Thursday, 21 de November de 2024 ISSN 1519-7670 - Ano 24 - nº 1315

Os segredos dos juízes

 

A transparência do poder Judiciário foi o tema do Observatório da Imprensa exibido ao vivo pela TV Brasil na terça-feira (14/2). Em sessão histórica realizada em 2/2, o Supremo Tribunal Federal (STF) devolveu ao Conselho Nacional de Justiça (CNJ) o direito de iniciar investigações contra juízes por falhas disciplinares. No ano passado, a Associação dos Magistrados Brasileiros (AMB) entrara com uma Ação Direta de Inconstitucionalidade (Adin) no STF questionando a resolução 135/11 do CNJ, que aumentava o controle do conselho.

Em dezembro, o ministro Marco Aurélio Mello concedera liminar restringindo as investigações sobre magistrados às corregedorias dos tribunais estaduais. O CNJ só poderia atuar em casos de omissão dos órgãos locais. O assunto levantou debates inflamados na magistratura, com trocas de farpas entre a corregedora nacional de Justiça, ministra Eliana Calmon, e o presidente do CNJ e do STF, ministro Cezar Peluso.

A celeuma teve grande repercussão e foi acompanhada de perto pela imprensa. Dos três poderes que compõem a República, o Judiciário sempre foi o mais reservado. Enquanto a mídia expunha as mazelas do Executivo e do Legislativo, os magistrados resguardavam-se em sigilos e sessões fechadas. Desta vez, a imprensa ofereceu amplo espaço ao assunto em reportagens e editoriais que defendiam uma maior transparência do Judiciário.

Para discutir este tema, o programa recebeu no estúdio de São Paulo Wálter Maierovitch, desembargador aposentado do Tribunal de Justiça de São Paulo, e o diretor executivo da Transparência Brasil, Claudio Weber Abramo. Maierovitch fundou e preside o Instituto Brasileiro Giovanni Falcone de Ciências Criminais e foi secretário Nacional Antidrogas. Graduado em Matemática pela Universidade de São Paulo (USP), Abramo é mestre em Lógica e Filosofia da Ciência pela Universidade Estadual de Campinas (Unicamp).
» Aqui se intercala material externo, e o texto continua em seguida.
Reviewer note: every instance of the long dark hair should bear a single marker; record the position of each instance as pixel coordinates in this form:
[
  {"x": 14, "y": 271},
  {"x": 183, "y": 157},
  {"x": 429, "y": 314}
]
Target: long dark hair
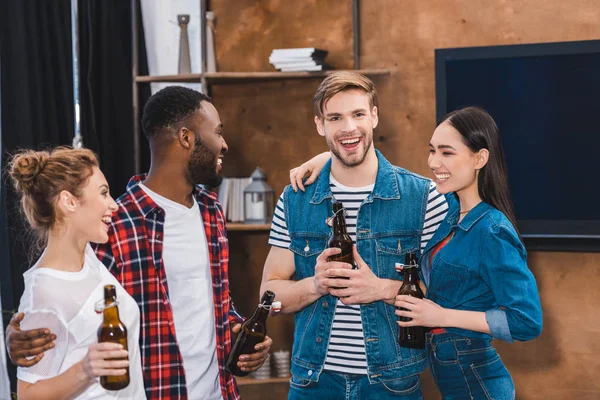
[{"x": 479, "y": 131}]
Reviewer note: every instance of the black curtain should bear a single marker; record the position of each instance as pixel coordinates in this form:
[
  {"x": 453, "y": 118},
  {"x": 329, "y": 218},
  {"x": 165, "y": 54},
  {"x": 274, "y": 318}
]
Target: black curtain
[
  {"x": 37, "y": 103},
  {"x": 106, "y": 95},
  {"x": 36, "y": 92}
]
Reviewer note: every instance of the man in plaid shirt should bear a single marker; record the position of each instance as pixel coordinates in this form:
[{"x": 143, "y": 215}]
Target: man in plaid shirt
[{"x": 168, "y": 248}]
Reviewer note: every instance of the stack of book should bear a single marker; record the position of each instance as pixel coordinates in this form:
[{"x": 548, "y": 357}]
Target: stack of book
[{"x": 302, "y": 59}]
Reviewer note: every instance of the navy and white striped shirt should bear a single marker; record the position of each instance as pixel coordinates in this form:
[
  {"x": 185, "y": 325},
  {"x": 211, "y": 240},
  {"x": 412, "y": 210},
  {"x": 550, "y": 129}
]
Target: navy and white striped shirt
[{"x": 346, "y": 351}]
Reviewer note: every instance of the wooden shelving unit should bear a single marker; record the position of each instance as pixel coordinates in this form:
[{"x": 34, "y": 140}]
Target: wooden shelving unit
[
  {"x": 239, "y": 227},
  {"x": 239, "y": 77}
]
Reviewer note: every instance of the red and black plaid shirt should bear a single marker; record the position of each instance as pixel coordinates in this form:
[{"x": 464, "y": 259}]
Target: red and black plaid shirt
[{"x": 134, "y": 255}]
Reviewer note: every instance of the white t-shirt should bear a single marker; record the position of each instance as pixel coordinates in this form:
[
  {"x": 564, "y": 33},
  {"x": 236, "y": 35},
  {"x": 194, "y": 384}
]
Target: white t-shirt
[
  {"x": 64, "y": 303},
  {"x": 4, "y": 384},
  {"x": 187, "y": 266}
]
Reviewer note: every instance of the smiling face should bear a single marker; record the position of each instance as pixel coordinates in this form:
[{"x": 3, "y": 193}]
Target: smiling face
[
  {"x": 92, "y": 216},
  {"x": 455, "y": 166},
  {"x": 347, "y": 125},
  {"x": 205, "y": 163}
]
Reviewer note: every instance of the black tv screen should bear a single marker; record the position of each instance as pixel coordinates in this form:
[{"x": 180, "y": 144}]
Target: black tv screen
[{"x": 545, "y": 99}]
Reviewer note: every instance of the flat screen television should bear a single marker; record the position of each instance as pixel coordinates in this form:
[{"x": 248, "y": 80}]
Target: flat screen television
[{"x": 545, "y": 99}]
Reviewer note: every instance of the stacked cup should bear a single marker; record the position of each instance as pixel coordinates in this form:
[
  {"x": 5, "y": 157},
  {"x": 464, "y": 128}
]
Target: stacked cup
[
  {"x": 264, "y": 372},
  {"x": 281, "y": 363}
]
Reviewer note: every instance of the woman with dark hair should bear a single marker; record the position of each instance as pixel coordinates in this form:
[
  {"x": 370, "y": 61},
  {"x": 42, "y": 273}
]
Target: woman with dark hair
[
  {"x": 65, "y": 199},
  {"x": 475, "y": 266}
]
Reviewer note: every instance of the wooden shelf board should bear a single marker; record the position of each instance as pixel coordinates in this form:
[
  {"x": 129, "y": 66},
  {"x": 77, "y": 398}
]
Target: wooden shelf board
[
  {"x": 237, "y": 77},
  {"x": 252, "y": 381},
  {"x": 231, "y": 226}
]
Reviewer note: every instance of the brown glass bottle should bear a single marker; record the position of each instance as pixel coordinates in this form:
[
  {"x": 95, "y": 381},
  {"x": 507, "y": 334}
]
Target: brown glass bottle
[
  {"x": 339, "y": 237},
  {"x": 253, "y": 332},
  {"x": 114, "y": 331},
  {"x": 412, "y": 336}
]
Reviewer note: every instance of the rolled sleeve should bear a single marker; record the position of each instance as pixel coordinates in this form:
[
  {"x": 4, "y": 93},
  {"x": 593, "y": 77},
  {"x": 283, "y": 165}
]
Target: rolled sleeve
[
  {"x": 506, "y": 272},
  {"x": 496, "y": 319},
  {"x": 234, "y": 316}
]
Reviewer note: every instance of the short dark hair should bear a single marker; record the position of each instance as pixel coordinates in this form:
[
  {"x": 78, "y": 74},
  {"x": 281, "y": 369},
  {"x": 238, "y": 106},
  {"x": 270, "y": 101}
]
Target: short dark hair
[{"x": 169, "y": 107}]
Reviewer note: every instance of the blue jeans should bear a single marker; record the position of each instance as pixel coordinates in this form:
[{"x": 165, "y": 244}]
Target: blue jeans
[
  {"x": 466, "y": 368},
  {"x": 337, "y": 386}
]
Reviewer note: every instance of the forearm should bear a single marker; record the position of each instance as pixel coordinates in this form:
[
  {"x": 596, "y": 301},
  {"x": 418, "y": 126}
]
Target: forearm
[
  {"x": 293, "y": 295},
  {"x": 67, "y": 385},
  {"x": 469, "y": 320},
  {"x": 389, "y": 290}
]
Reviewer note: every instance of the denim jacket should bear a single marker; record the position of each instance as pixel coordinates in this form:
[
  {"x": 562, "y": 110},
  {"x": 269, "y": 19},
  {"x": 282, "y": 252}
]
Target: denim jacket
[
  {"x": 483, "y": 268},
  {"x": 389, "y": 225}
]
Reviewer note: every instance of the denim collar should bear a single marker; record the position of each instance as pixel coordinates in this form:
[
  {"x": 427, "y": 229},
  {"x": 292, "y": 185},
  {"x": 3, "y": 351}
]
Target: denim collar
[
  {"x": 386, "y": 184},
  {"x": 471, "y": 218}
]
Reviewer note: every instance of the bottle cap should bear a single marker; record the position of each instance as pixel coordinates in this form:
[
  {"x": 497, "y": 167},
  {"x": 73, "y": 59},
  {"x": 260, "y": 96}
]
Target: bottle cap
[
  {"x": 100, "y": 306},
  {"x": 276, "y": 306}
]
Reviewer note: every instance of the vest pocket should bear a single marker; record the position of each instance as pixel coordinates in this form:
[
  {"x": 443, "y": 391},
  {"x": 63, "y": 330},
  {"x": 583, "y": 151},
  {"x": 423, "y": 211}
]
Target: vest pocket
[
  {"x": 392, "y": 250},
  {"x": 306, "y": 249},
  {"x": 447, "y": 282}
]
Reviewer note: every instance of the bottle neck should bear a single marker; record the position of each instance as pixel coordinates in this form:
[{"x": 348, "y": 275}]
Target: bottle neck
[
  {"x": 411, "y": 275},
  {"x": 111, "y": 312},
  {"x": 261, "y": 312},
  {"x": 339, "y": 224}
]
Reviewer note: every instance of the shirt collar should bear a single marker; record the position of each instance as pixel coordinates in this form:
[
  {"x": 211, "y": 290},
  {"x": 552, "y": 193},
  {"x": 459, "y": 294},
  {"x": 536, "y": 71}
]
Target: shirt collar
[
  {"x": 386, "y": 183},
  {"x": 471, "y": 218}
]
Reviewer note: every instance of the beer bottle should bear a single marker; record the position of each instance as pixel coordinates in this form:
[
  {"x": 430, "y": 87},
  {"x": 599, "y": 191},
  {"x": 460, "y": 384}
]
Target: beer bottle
[
  {"x": 339, "y": 236},
  {"x": 114, "y": 331},
  {"x": 253, "y": 332},
  {"x": 412, "y": 336}
]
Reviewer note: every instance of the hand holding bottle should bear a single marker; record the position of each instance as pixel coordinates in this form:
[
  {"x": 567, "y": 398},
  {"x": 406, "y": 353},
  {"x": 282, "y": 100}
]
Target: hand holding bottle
[
  {"x": 362, "y": 285},
  {"x": 423, "y": 312},
  {"x": 253, "y": 361},
  {"x": 105, "y": 359},
  {"x": 324, "y": 278}
]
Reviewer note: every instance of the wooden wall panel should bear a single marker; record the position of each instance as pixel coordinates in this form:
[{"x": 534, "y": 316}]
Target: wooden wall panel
[{"x": 270, "y": 124}]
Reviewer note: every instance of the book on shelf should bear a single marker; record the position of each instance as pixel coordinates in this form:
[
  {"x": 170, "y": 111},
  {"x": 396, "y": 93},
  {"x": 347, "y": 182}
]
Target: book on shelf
[
  {"x": 300, "y": 52},
  {"x": 300, "y": 69},
  {"x": 231, "y": 197},
  {"x": 306, "y": 59},
  {"x": 296, "y": 64}
]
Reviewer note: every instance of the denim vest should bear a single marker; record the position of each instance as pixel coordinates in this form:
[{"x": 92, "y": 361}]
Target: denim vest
[{"x": 389, "y": 225}]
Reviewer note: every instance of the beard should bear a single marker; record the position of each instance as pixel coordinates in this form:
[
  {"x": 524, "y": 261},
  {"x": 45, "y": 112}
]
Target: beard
[
  {"x": 367, "y": 143},
  {"x": 202, "y": 167}
]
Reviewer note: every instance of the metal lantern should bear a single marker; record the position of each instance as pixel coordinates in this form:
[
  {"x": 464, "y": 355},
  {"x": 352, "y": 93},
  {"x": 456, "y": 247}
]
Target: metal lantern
[{"x": 258, "y": 199}]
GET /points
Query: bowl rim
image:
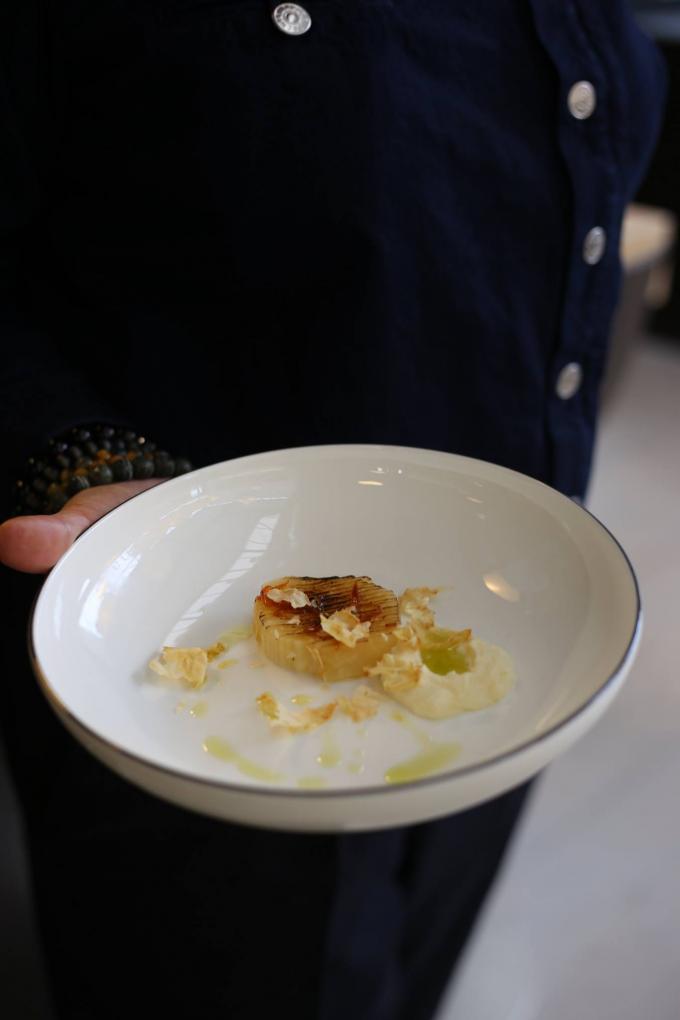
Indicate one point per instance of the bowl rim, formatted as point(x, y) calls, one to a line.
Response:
point(447, 775)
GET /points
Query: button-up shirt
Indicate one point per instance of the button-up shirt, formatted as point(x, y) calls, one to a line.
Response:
point(400, 224)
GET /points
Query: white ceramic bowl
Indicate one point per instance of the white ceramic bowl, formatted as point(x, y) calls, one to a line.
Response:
point(527, 568)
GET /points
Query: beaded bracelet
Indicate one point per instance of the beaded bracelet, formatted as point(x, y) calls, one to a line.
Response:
point(98, 455)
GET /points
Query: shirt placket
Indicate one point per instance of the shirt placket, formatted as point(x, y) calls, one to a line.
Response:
point(585, 115)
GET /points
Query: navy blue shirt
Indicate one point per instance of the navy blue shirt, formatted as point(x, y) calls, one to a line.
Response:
point(236, 239)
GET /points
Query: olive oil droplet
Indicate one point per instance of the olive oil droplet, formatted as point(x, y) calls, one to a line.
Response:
point(218, 748)
point(430, 761)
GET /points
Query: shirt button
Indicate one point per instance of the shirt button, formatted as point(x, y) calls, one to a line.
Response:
point(569, 380)
point(292, 18)
point(581, 100)
point(594, 244)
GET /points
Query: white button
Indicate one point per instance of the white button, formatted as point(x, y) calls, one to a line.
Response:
point(292, 18)
point(582, 100)
point(569, 380)
point(594, 244)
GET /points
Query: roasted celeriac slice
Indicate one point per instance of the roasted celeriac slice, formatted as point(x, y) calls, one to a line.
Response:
point(345, 625)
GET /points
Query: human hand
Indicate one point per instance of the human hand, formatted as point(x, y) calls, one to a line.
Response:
point(35, 544)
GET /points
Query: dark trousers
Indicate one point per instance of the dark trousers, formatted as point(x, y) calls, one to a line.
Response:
point(148, 910)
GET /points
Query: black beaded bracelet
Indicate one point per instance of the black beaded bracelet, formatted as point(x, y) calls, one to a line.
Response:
point(97, 455)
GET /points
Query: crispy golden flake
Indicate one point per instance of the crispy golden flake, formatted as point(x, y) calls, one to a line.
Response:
point(188, 665)
point(346, 627)
point(363, 704)
point(280, 717)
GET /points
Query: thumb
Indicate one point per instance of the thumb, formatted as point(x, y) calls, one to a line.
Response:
point(35, 544)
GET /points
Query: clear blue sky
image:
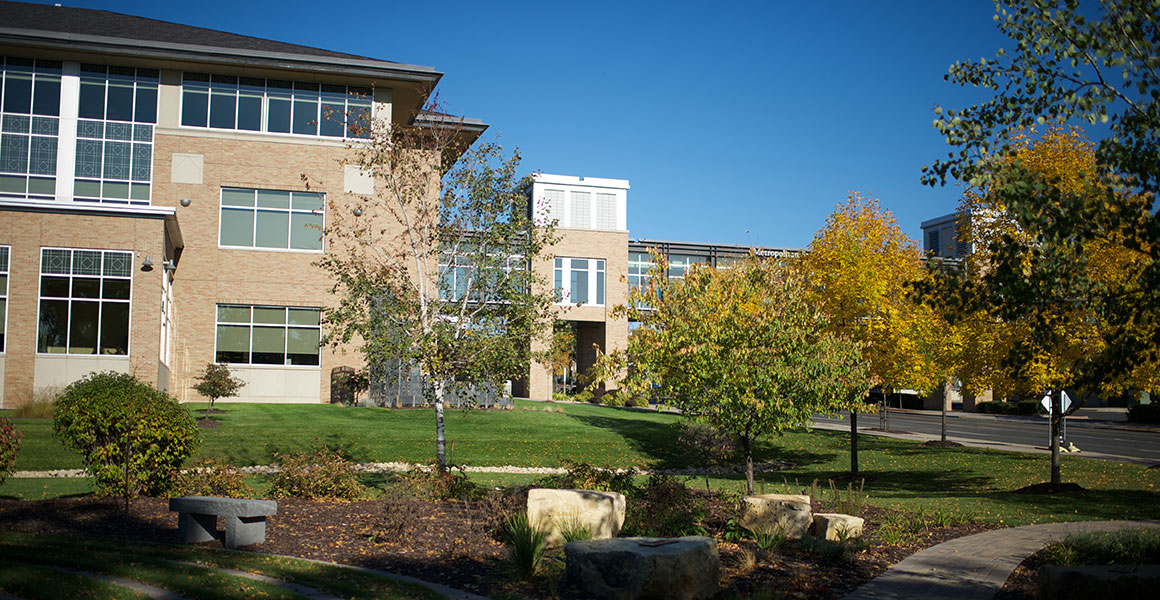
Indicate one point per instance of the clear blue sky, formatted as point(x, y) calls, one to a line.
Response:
point(734, 122)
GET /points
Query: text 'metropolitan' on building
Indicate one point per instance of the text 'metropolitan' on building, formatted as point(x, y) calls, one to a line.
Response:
point(153, 212)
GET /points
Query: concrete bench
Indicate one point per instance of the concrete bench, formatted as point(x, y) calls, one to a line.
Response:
point(245, 520)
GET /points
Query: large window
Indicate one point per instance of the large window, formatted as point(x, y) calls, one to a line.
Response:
point(579, 281)
point(85, 300)
point(116, 113)
point(273, 106)
point(272, 219)
point(268, 334)
point(4, 293)
point(29, 124)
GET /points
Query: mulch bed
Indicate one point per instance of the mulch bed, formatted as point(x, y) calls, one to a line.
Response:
point(450, 542)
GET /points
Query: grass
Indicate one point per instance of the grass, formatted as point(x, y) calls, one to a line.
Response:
point(1126, 547)
point(185, 570)
point(969, 483)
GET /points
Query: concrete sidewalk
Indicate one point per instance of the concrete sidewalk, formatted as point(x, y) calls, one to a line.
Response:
point(974, 566)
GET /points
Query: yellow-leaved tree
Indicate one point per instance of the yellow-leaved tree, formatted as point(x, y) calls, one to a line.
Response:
point(1035, 309)
point(860, 269)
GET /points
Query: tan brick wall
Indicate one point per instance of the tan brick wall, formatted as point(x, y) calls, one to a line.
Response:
point(208, 275)
point(613, 246)
point(27, 233)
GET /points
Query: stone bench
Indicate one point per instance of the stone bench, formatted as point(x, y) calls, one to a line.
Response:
point(644, 568)
point(245, 520)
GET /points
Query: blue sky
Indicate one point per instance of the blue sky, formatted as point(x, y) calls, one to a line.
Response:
point(734, 122)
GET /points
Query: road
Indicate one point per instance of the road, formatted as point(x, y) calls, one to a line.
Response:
point(1095, 439)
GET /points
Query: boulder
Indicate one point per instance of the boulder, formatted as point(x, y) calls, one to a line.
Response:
point(555, 511)
point(836, 527)
point(644, 568)
point(770, 513)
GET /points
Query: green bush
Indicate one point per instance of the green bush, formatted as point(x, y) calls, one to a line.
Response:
point(9, 446)
point(131, 436)
point(1144, 413)
point(433, 485)
point(664, 508)
point(323, 476)
point(211, 478)
point(584, 476)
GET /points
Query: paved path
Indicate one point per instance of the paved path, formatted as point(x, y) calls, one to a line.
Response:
point(974, 566)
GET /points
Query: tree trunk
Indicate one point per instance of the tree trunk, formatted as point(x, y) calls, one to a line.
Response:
point(854, 443)
point(1057, 405)
point(747, 445)
point(440, 435)
point(945, 390)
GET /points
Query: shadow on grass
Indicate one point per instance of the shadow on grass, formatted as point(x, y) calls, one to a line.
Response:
point(1086, 505)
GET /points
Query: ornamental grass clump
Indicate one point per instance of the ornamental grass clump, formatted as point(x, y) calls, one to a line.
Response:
point(132, 438)
point(526, 544)
point(9, 446)
point(320, 476)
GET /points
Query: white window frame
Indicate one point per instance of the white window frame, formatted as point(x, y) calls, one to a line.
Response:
point(285, 326)
point(562, 280)
point(100, 302)
point(290, 211)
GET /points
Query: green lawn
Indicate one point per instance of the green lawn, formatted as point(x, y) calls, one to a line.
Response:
point(31, 562)
point(973, 482)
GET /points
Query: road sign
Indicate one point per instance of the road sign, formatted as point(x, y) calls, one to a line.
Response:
point(1046, 402)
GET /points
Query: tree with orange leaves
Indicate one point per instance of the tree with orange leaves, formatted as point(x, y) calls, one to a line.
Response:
point(860, 268)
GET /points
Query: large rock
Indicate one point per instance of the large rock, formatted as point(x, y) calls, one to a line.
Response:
point(771, 513)
point(555, 511)
point(644, 568)
point(836, 527)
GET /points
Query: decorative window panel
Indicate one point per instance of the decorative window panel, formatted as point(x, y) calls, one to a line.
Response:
point(579, 281)
point(289, 107)
point(581, 209)
point(29, 123)
point(248, 334)
point(117, 114)
point(85, 302)
point(272, 219)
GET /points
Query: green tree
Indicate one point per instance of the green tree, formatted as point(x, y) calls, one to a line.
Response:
point(860, 268)
point(434, 267)
point(215, 382)
point(741, 349)
point(1070, 64)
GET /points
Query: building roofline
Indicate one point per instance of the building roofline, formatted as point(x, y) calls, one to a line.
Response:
point(349, 65)
point(167, 214)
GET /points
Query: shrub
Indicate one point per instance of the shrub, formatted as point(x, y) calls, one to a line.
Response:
point(584, 476)
point(9, 446)
point(526, 544)
point(434, 485)
point(321, 475)
point(211, 478)
point(665, 508)
point(131, 436)
point(217, 382)
point(1144, 413)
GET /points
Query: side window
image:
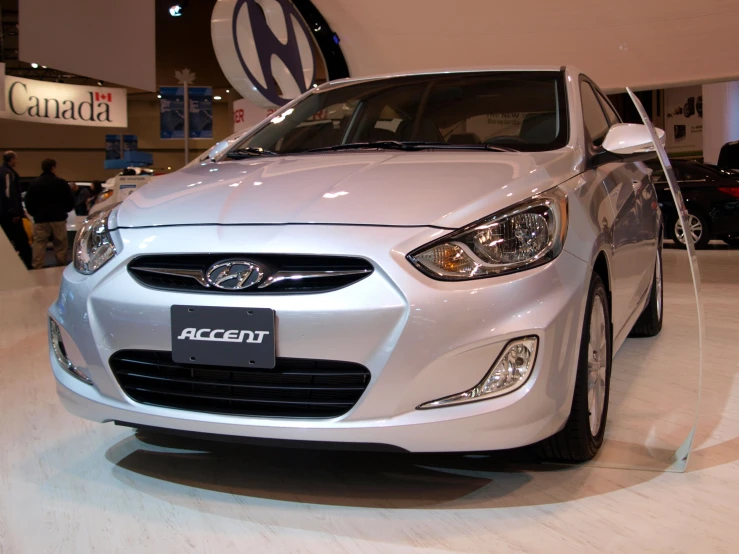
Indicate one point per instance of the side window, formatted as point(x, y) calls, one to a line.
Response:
point(610, 112)
point(595, 120)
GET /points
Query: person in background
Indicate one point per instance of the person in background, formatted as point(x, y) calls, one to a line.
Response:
point(11, 207)
point(97, 188)
point(48, 200)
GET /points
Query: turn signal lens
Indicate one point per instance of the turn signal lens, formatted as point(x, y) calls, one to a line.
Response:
point(93, 246)
point(523, 236)
point(509, 372)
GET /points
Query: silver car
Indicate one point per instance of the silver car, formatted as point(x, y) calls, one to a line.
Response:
point(424, 262)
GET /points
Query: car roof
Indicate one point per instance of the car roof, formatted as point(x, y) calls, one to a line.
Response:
point(458, 71)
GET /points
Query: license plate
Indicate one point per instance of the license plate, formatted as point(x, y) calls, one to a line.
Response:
point(232, 337)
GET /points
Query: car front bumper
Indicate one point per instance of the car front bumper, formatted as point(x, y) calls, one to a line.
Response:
point(420, 339)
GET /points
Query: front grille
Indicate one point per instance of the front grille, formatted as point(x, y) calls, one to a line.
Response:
point(295, 388)
point(317, 273)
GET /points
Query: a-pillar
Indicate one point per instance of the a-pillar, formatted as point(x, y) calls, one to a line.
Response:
point(720, 118)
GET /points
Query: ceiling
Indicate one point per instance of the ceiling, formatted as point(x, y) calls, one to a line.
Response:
point(633, 43)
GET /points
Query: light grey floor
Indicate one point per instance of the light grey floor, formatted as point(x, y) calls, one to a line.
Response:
point(70, 486)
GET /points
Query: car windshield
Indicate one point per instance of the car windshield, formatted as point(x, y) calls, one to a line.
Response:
point(522, 111)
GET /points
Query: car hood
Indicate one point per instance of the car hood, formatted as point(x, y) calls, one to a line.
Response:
point(441, 188)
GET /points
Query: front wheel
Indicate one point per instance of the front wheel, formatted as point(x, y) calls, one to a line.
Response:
point(698, 228)
point(582, 435)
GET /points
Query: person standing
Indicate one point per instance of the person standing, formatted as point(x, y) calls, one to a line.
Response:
point(11, 207)
point(49, 199)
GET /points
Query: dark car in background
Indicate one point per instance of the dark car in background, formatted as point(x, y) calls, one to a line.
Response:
point(711, 196)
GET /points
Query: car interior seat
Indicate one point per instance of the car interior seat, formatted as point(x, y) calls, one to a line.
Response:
point(539, 128)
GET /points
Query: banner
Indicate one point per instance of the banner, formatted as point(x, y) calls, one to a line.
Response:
point(113, 147)
point(247, 114)
point(201, 112)
point(684, 120)
point(2, 87)
point(60, 104)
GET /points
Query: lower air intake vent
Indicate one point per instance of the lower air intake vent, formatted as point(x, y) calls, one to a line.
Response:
point(295, 388)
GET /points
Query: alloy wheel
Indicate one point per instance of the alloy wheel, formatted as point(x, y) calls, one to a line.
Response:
point(597, 365)
point(696, 229)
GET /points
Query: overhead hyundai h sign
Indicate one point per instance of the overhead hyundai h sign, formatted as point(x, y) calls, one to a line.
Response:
point(266, 48)
point(60, 104)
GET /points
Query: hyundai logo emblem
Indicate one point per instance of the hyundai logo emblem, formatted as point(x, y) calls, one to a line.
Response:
point(234, 275)
point(271, 50)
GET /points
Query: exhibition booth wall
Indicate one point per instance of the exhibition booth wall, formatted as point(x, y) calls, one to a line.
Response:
point(80, 151)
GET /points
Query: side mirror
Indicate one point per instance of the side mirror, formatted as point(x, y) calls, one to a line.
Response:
point(630, 138)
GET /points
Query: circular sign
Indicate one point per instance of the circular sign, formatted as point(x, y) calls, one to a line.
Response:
point(266, 49)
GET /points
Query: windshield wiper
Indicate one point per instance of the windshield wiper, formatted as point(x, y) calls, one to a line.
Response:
point(410, 145)
point(386, 144)
point(481, 146)
point(248, 151)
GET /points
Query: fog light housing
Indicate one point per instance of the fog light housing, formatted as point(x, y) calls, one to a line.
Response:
point(509, 372)
point(57, 346)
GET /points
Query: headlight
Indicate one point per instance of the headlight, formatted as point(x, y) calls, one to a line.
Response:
point(103, 196)
point(525, 235)
point(93, 245)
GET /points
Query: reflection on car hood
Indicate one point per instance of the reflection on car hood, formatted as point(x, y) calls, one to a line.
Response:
point(441, 188)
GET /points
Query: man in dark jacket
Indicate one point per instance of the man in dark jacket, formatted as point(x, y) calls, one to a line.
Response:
point(48, 200)
point(11, 207)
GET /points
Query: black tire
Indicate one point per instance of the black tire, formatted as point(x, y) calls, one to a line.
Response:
point(649, 323)
point(705, 236)
point(576, 443)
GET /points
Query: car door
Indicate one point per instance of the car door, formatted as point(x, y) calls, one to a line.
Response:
point(616, 177)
Em Brasília, Observatório contou com a presença de Cláudio de Souza Neto, presidente da Comissão Nacional de Estudos Constitucionais da Ordem dos Advogados do Brasil (OAB) e professor de Direito Constitucional da Universidade Federal Fluminense (UFF).

A mídia perde o medo

Em editorial, Dines ressaltou que a democracia brasileira avançou em direção à sua plenitude com a decisão do Supremo, pois consagrou os princípios de isonomia e de transparência: “Foi uma vitória da corregedora nacional de Justiça, ministra Eliana Calmon, mas foi também uma vitória da imprensa, que de forma inédita lembrou-se da antiga galhardia, venceu antigos temores e mobilizou a sociedade para enfrentar a prepotência togada”. Dines sublinhou que o CNJ não é um órgão auxiliar, simboliza o equilíbrio dos poderes.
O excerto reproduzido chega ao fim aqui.